UN creates permanent body to address challenges of racism
Move comes ahead of 20th anniversary of the controversial September 2001 Durban conference, which saw Israel and US walk out over attempts to liken Zionism to racism
UNITED NATIONS (AP) — The UN General Assembly approved a resolution Monday establishing a Permanent Forum of People of African Descent to provide expert advice on addressing the challenges of racism, racial discrimination, xenophobia and intolerance.
The resolution adopted by consensus by the 193-member world body also calls for the forum to serve as “a platform for improving the safety and quality of life and livelihoods of people of African descent” and their full inclusion in the societies where they live.
The forum’s establishment comes during the International Decade for People of African Descent, established by the General Assembly, which began on January 1, 2015, and ends on December 31, 2024. It is focusing on the themes of recognition, justice and development.
The new body’s creation comes ahead of the 20th anniversary of the controversial September 2001 UN World Conference Against Racism in Durban, South Africa, which was dominated by clashes over the Middle East and the legacy of slavery. The US and Israel walked out during the meeting over a draft resolution that singled out Israel for criticism and likened Zionism to racism.
That language was dropped in the final documents, which condemned and called for the eradication of the scourges of racism, racial discrimination, xenophobia and intolerance. The documents also expressed deep regret at the human suffering caused by slavery, and acknowledged that slavery and the slave trade are crimes against humanity and should always have been so.
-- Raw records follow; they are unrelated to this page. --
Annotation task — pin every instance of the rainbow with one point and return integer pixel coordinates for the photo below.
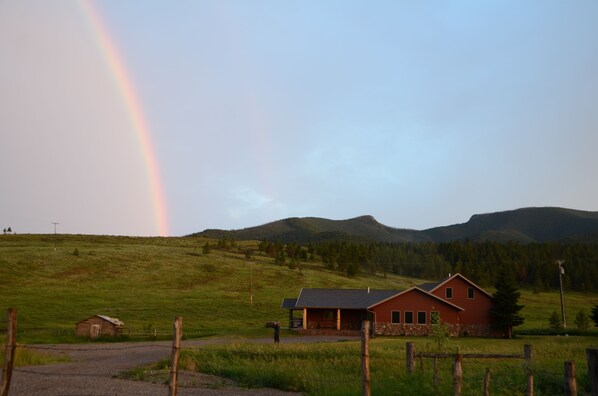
(134, 109)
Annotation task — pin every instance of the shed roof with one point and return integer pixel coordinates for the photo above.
(289, 303)
(114, 321)
(341, 298)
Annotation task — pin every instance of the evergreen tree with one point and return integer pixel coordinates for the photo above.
(582, 321)
(594, 314)
(506, 310)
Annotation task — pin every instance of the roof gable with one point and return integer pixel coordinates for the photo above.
(451, 278)
(417, 289)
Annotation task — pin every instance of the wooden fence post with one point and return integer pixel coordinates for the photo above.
(435, 371)
(487, 382)
(176, 351)
(365, 357)
(457, 375)
(592, 355)
(570, 381)
(527, 353)
(410, 357)
(9, 356)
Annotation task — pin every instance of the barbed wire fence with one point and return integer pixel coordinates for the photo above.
(530, 370)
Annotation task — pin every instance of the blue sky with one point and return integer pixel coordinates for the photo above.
(418, 113)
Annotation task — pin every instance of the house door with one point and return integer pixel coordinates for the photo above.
(95, 331)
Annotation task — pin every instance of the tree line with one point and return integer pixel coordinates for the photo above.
(533, 265)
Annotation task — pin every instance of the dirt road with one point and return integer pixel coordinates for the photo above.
(94, 367)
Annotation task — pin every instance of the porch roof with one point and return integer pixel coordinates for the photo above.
(341, 298)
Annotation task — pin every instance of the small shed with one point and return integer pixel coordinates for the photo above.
(99, 325)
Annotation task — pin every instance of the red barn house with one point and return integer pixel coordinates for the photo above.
(456, 301)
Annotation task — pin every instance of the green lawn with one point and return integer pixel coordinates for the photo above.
(55, 281)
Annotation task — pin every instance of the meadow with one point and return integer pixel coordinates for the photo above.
(334, 369)
(54, 281)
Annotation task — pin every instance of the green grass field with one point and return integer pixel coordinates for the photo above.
(55, 281)
(335, 369)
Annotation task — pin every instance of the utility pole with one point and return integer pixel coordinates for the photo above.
(55, 224)
(251, 283)
(561, 274)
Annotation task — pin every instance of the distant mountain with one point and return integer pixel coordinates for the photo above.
(315, 229)
(521, 225)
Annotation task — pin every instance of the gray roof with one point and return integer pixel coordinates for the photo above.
(342, 298)
(288, 303)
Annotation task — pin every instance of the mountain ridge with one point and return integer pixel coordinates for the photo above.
(526, 225)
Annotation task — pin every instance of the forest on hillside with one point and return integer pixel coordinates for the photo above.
(534, 265)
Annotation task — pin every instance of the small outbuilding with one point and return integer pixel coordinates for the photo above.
(99, 325)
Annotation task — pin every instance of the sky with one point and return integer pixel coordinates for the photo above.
(170, 117)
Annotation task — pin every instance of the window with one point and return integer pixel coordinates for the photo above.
(470, 293)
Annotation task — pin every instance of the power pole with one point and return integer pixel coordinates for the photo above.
(561, 274)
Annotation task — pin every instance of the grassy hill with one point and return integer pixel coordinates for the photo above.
(522, 225)
(55, 281)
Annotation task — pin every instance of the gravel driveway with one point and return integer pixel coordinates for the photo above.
(94, 366)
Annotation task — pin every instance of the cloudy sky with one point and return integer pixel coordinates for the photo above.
(420, 113)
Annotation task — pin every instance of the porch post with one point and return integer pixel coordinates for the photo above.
(304, 318)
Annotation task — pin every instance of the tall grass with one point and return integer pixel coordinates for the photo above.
(28, 357)
(334, 369)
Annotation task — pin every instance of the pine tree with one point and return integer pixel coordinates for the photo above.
(594, 314)
(506, 310)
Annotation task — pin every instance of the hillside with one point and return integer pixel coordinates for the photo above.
(521, 225)
(55, 281)
(314, 229)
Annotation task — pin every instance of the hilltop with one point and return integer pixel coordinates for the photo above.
(525, 225)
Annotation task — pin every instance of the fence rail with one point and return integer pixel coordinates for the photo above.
(568, 374)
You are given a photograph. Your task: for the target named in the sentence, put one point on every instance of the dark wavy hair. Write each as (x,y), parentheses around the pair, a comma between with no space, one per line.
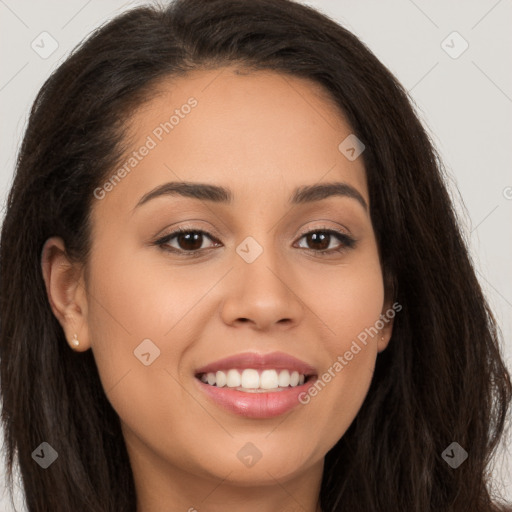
(442,377)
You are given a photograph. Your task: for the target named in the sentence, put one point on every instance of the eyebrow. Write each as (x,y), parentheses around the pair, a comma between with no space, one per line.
(217,194)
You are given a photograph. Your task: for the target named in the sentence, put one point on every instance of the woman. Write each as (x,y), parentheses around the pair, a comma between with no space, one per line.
(233,205)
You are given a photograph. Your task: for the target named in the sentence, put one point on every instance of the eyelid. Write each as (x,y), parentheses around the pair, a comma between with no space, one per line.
(346,240)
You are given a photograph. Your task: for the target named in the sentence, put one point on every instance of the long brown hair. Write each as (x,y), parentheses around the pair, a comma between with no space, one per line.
(442,377)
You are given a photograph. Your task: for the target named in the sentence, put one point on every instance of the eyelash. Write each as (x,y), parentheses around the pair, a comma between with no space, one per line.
(347,242)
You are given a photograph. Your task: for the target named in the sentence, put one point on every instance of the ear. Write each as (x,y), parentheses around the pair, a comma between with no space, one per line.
(65,288)
(389,310)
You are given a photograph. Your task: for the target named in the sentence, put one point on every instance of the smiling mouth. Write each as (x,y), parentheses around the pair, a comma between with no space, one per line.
(250,380)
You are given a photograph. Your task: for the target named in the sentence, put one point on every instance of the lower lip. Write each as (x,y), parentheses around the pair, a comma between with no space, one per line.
(256,405)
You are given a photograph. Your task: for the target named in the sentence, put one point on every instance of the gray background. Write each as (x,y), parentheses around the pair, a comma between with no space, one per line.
(465,103)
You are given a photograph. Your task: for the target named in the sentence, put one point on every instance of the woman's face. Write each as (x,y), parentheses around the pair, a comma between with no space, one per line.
(254,281)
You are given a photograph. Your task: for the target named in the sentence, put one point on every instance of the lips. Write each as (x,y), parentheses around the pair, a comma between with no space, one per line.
(273,360)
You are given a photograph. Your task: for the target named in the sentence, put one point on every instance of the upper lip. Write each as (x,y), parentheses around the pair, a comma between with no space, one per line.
(273,360)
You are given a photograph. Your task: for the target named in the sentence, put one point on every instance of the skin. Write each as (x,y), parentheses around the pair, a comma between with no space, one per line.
(261,134)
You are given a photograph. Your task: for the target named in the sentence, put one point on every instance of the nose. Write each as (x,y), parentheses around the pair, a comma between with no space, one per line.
(263,293)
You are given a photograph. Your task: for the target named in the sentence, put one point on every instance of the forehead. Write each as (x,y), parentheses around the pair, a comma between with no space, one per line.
(262,133)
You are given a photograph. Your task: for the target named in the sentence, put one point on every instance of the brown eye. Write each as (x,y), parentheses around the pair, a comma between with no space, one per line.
(319,241)
(185,240)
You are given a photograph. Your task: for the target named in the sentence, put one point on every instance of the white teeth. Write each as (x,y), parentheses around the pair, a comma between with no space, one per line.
(220,379)
(251,379)
(269,379)
(233,379)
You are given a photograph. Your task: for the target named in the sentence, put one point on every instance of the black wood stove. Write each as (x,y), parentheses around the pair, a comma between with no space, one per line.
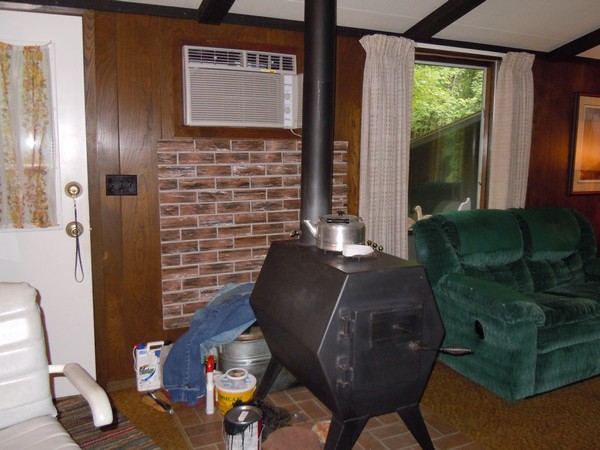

The resolution approved Monday by the General Assembly says that despite efforts to combat racism, instances and various forms of racism, racial discrimination, xenophobia and intolerance remain widespread and should be condemned.
The assembly said that “all human beings are born free and equal in dignity and rights and have the potential to contribute constructively to the development and well-being of their societies.”
“Any doctrine of racial superiority is scientifically false, morally condemnable, socially unjust and dangerous and must be rejected, together with theories that attempt to determine the existence of separate human races,” it said.
The assembly called the global fight against racism “a matter of priority for the international community.”
The Permanent Forum of People of African Descent was given a series of mandates. They include helping to ensure “the full political, economic and social inclusion of people of African descent,” and providing expert advice and recommendations on addressing racism to the Geneva-based Human Rights Council, the General Assembly’s main committees and UN agencies.
The resolution said the forum will consist of 10 members — five elected by the General Assembly from all regions and five appointed by the Human Rights Council following consultations with regional groups and organizations of people of African descent.
It calls for the forum’s first session to take place in 2022. It also calls for annual reports to the assembly and the council on the forum’s activities, and an evaluation of its operation by the General Assembly after four sessions, based on an evaluation by the Human Rights Council.